第63章

第58章 四十八(下)

乔云从来没问过薄莱为什么要把自己的头发剃掉,他们都是多少年的好兄弟,同吃同住,薄莱在想什么他太清楚了,他不需要问,他也不需要说。好在过了两三天,大家也都见怪不怪,早从当初的好奇中摆脱出来,苏杯近在眼前,所有人都全身心投入到紧张的训练中去。

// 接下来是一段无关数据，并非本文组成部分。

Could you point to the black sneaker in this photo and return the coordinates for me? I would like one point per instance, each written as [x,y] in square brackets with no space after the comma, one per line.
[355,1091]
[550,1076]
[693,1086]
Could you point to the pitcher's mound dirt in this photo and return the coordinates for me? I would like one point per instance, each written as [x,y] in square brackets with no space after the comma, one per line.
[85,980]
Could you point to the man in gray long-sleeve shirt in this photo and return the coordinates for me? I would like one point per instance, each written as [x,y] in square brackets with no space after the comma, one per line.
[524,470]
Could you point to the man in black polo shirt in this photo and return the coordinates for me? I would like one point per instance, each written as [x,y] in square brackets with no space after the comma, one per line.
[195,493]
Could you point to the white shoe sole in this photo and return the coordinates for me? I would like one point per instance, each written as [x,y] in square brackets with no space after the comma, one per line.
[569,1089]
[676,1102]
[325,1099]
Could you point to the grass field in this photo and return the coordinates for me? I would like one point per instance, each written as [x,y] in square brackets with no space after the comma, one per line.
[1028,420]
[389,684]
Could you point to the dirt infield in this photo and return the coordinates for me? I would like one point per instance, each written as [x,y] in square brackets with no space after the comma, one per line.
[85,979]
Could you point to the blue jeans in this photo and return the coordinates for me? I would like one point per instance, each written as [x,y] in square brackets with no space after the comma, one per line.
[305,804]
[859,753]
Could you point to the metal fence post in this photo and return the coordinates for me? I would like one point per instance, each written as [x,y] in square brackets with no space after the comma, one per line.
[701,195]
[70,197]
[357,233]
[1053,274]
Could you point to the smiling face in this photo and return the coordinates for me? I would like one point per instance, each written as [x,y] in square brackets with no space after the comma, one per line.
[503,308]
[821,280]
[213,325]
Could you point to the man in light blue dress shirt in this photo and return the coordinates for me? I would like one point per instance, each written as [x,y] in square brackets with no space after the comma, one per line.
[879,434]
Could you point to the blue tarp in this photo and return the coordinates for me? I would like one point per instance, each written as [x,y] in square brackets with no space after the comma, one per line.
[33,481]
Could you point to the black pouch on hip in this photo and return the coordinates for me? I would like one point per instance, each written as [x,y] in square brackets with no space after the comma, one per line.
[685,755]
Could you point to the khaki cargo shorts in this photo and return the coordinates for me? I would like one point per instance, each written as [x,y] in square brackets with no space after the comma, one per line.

4月底,尤涛召集队里的主力和教练员开会,正式宣读这次苏杯的出战名单,时宇依然是男单的第一单打,乔云海风还是男双的第一双打,不同的是,薄莱已经从原来的第二单打,被挤到第三的位置,中间被同样来自江苏的队员后来居上,加之薄莱这一年膝盖的旧伤复发,或许此次连上场的机会都没有。

这次苏杯举办地定在广州,队里提前一周到这里,在场馆附近铸下,熟悉一下场馆和当地的天气。广州也算是海风的主场,父母和妻子也都赶了来,队里纪律严明,白天训练,晚上又要查房,时间并不自由,海风只好趁着周日,训练任务稍有放缓的半天,和家人小聚。

乔云羡慕海风,又嫌在房里一个人怪无聊的,便约上薄莱、时宇一起出去吃个饭,转一圈。广州是他们来过多次的地方,这里的羽毛球文化很繁荣,羽毛球馆分布也很密集。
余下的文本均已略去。